Sí…acaso el corazón como una ofrenda roja

Latente y sensitiva, clavel granate intacto

Para exhortar tu frente egregia y soberana

Riobamba señorial.

Celso Augusto Rodríguez

No somos hijos del viento, una telaraña de voluntades forjó y forja los imaginarios en la construcción apasionada de la identidad local, que a ratos se desvanece en la amnesia colectiva, que a ratos nos hace preguntarnos quienes fueron aquellos que sembraron esperanzas para que seamos esa fragua donde no solo iluminan estrellas, sino que se gestan mundos, donde hombres de la talla del autor de esta obra, van tejiendo espacios para que los que siguen en el ciclo de crear tengan actitudes a emular. Identidad que a pesar de todos los vacíos sigue fundamental en todos nosotros.

Riobamba, es una ciudad muy diversa cuya población se renueva permanentemente por la emigración, lo que no ha permitido a sus ciudadanos enamorase de su historia; ello ha llevado a que se mermen los niveles de autoestima local. Cien figuras en la historia de Chimborazo, libro que publicamos desde la Casa de Carrión, es un aporte para llenar ese vacío y proyectar en la memoria colectiva la vida de quienes se jugaron por dar, Ser y servir.

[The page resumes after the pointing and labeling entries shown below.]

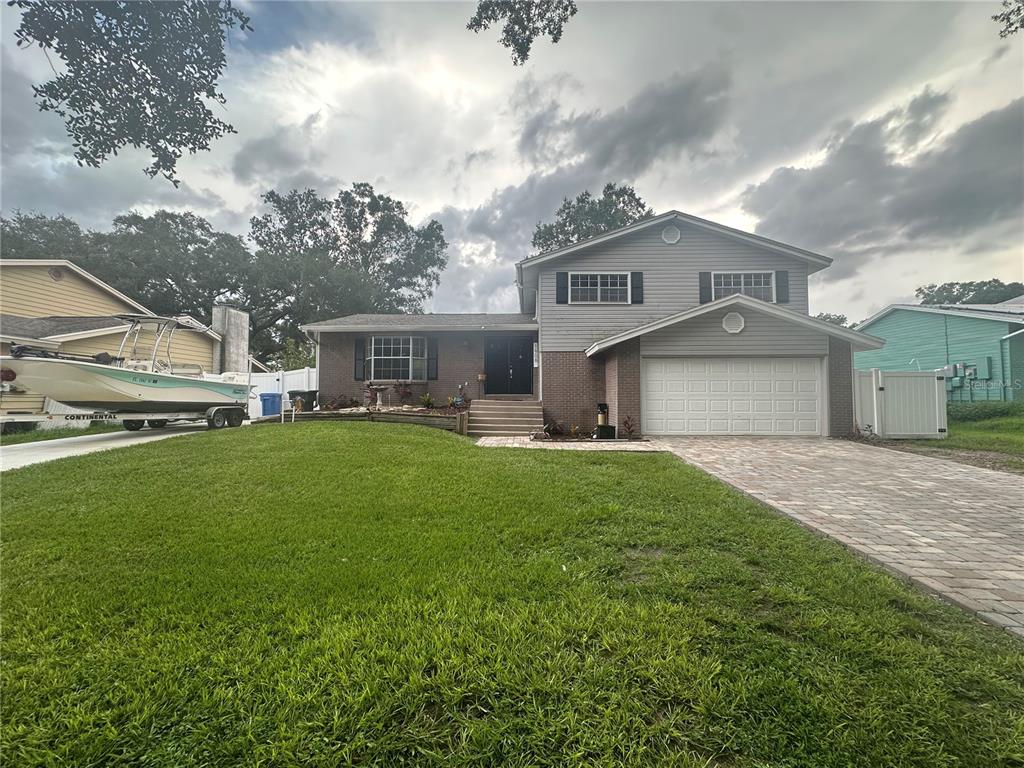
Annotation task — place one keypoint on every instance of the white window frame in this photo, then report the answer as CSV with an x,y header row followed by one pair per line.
x,y
741,272
372,358
629,288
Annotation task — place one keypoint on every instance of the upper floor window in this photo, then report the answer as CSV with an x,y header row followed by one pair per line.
x,y
402,357
756,285
594,288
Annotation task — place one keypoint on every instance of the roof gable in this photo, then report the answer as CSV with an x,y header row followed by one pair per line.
x,y
858,339
73,267
814,260
997,312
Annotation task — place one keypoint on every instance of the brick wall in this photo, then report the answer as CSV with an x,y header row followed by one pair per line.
x,y
841,417
460,358
573,384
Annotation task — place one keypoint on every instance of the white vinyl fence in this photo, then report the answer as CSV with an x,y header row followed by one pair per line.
x,y
901,403
285,381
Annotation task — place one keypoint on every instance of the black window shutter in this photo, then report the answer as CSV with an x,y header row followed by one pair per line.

Este texto, fruto de la investigación apasionada del Dr. Carlos Ortiz Arellano, es una radiografía de los íconos referenciales del ser colectivo en construcción. Invitamos a todos aquellos que aman nuestra tierra a hacer un pacto de sangre, de forma literal, como lo hicieron Daniel León Borja, Celso Augusto Rodríguez en pos de construir desde esa minga del futuro que tanto soñamos en la Casa de la Cultura de Chimborazo, la ciudad que queremos para los próximos cincuenta años. Miga en cimentación de futuros, que no se puede fraguar adecuadamente si no conocemos a esos seres humanos que desde distintos escenarios y distintas épocas van proyectando a través del tiempo las huelas a seguir…

Se repite reiteradamente “La única muerte es el olvido”, extinción que siempre es dual porque no solo se extingue él que se fue, se extingue también él que olvida. No dejemos que la levedad de la época nos extinga.

Han caído en la batalla contra la lógica del tiempo los apostatas del bien común, este libro es para hacernos saber que existen sus contrarios; esos caballeros que desde la utopía, no se exilian de la memoria dándonos cantos, nortes y vuelos. Estoy seguro amigo lector que usted tiene mucho que sembrar en nuestra tierra, palpe las vidas de estos seres humanos y con un trabajo humanista proyecte su ser a esa transformación que todos añoramos.